Engage ➙ Explore ➙ Reflect ➙ Make Career Connections ➙ Variations

Engage (5 minutes)

  • Tell your students that you own an engineering company that makes paper airplanes. Someone has hired you to design and build a paper airplane that can fly as straight as possible. They need a plane that can quickly get from one place to another without crashing. Show them the plane you built (see Prep Work section).
  • Ask your students to watch closely, and throw the plane.
  1. What happened? Did anything go wrong?
  2. The plane was supposed to fly straight, but instead it flew in loops or spirals.
  3. Do you think the customer (the person who hired you to make the plane) will be happy?
  4. No, they will probably be mad because you did not build what they wanted.
  5. Why do you think this happened? Could this problem have been prevented?
  6. Maybe you did not pay attention when the customer told you what they wanted, or maybe you did not test your plane after you built it.
  • Explain that today in class, you (the teacher) will be the customer and they (the students) will form paper airplane companies.
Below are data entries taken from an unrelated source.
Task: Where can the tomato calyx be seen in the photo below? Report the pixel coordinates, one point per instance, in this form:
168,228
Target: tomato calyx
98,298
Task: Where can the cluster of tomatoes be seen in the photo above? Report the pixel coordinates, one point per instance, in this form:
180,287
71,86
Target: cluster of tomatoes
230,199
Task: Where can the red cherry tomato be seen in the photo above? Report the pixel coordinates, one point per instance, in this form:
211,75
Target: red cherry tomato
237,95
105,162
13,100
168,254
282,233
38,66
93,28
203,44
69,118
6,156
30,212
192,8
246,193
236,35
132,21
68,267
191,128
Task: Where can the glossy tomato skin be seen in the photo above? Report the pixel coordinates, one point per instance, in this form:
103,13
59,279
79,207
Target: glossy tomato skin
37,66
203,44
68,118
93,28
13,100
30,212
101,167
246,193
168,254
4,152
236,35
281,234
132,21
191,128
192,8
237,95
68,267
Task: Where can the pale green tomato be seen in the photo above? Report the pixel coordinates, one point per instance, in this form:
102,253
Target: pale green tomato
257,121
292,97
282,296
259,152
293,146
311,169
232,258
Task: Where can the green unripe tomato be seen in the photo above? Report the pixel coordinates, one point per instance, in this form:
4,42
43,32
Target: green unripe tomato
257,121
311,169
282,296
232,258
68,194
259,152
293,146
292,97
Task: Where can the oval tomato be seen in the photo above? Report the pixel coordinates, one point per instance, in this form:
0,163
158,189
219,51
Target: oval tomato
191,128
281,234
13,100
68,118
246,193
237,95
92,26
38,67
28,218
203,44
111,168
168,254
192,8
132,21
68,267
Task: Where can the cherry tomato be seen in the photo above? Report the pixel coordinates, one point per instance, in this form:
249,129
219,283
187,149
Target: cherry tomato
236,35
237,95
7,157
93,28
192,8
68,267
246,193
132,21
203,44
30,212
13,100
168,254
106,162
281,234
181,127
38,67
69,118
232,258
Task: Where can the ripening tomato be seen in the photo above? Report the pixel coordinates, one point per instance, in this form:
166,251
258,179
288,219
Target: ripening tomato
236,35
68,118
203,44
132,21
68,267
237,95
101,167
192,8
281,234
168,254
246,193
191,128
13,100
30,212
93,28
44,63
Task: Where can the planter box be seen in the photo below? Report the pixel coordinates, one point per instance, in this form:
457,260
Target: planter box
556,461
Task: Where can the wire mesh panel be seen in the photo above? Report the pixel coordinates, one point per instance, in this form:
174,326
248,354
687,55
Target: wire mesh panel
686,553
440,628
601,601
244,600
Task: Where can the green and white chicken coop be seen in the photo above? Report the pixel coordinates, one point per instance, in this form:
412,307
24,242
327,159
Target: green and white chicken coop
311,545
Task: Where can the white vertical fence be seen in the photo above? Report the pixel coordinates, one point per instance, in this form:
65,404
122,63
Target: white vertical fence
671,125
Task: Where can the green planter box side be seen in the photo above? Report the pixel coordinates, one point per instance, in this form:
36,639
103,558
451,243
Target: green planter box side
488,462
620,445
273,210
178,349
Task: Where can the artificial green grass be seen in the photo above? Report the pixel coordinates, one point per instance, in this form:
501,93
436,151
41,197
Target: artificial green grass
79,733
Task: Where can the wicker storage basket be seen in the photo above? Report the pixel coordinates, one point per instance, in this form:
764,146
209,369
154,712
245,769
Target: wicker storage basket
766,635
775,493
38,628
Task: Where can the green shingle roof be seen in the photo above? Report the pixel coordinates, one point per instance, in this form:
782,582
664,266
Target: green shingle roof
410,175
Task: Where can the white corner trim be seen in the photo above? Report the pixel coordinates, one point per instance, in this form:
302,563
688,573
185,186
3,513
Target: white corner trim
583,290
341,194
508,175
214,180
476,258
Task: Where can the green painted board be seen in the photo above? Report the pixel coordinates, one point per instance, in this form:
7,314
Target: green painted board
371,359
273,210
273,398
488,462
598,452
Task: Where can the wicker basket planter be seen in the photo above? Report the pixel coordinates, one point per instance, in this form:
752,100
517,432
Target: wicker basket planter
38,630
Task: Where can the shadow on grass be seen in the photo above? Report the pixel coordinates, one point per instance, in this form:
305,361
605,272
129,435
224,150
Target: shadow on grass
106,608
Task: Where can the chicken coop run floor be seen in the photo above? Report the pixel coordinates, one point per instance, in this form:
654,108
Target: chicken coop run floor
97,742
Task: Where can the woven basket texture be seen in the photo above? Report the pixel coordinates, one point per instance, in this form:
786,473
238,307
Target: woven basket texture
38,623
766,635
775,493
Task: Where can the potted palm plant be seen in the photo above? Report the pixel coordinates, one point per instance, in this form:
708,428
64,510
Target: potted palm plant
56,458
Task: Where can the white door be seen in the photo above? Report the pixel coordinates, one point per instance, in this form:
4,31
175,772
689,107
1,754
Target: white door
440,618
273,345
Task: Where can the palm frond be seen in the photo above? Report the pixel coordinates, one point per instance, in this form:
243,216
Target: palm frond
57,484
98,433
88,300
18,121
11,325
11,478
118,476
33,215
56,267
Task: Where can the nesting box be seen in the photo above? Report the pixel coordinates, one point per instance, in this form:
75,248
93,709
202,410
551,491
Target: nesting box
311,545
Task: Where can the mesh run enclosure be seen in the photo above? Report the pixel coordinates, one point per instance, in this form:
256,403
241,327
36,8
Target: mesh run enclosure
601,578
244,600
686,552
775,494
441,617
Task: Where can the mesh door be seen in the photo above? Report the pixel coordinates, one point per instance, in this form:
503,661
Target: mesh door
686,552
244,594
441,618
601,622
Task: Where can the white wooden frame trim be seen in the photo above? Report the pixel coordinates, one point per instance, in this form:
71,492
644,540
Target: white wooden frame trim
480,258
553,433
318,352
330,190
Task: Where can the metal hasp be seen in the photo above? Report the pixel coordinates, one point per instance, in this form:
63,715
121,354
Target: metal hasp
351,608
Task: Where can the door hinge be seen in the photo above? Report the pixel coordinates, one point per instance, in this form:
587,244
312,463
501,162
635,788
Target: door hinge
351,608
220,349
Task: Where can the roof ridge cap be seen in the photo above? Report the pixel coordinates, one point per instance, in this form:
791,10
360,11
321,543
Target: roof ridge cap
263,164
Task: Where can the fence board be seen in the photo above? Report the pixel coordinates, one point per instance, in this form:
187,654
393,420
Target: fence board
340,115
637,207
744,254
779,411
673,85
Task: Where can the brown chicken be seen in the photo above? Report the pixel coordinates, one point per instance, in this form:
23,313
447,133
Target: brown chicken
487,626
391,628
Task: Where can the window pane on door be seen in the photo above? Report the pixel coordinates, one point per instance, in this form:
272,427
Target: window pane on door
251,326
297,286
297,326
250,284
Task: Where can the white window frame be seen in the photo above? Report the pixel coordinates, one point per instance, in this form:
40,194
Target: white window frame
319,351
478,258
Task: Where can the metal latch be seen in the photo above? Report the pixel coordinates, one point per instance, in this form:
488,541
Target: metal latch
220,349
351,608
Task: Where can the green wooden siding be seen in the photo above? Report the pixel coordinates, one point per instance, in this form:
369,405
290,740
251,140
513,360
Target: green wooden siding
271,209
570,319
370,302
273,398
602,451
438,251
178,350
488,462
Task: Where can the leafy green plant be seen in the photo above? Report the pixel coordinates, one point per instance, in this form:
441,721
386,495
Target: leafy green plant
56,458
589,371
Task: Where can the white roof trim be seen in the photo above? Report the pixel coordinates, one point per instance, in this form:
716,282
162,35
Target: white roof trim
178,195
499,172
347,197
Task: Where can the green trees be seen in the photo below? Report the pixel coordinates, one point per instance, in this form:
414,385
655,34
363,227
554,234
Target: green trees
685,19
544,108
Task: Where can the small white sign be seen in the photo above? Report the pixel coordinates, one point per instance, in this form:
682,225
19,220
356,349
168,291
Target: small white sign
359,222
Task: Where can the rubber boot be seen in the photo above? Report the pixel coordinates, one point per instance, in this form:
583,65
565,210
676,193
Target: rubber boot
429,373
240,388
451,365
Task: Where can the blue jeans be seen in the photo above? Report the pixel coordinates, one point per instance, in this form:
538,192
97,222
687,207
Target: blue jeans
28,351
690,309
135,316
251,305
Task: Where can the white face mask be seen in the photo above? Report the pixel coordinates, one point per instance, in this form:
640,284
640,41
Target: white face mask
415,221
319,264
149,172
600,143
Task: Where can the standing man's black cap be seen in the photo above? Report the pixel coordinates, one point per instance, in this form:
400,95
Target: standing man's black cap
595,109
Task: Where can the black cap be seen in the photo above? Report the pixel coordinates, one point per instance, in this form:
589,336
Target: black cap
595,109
As a customer, you will have some criteria for a good paper airplane. Criteria are like goals or objectives. They define what the paper airplane (or in general, the solution to any engineering problem) should do to be considered "good" or "successful." Each team will produce one final paper airplane design and demonstrate whether it meets the criteria. However, they will also face some constraints, or limitations. They will not have all day or as much paper as they want to make their planes. They will find out the details for the criteria and constraints in a few minutes.
  • Recommended: if you have a lot of students who have never made a paper airplane before, walk the whole class through building a simple design, one step at a time. You can use the basic or intermediate designs from our paper airplane instructions handout, which is available to help students get started with some different designs.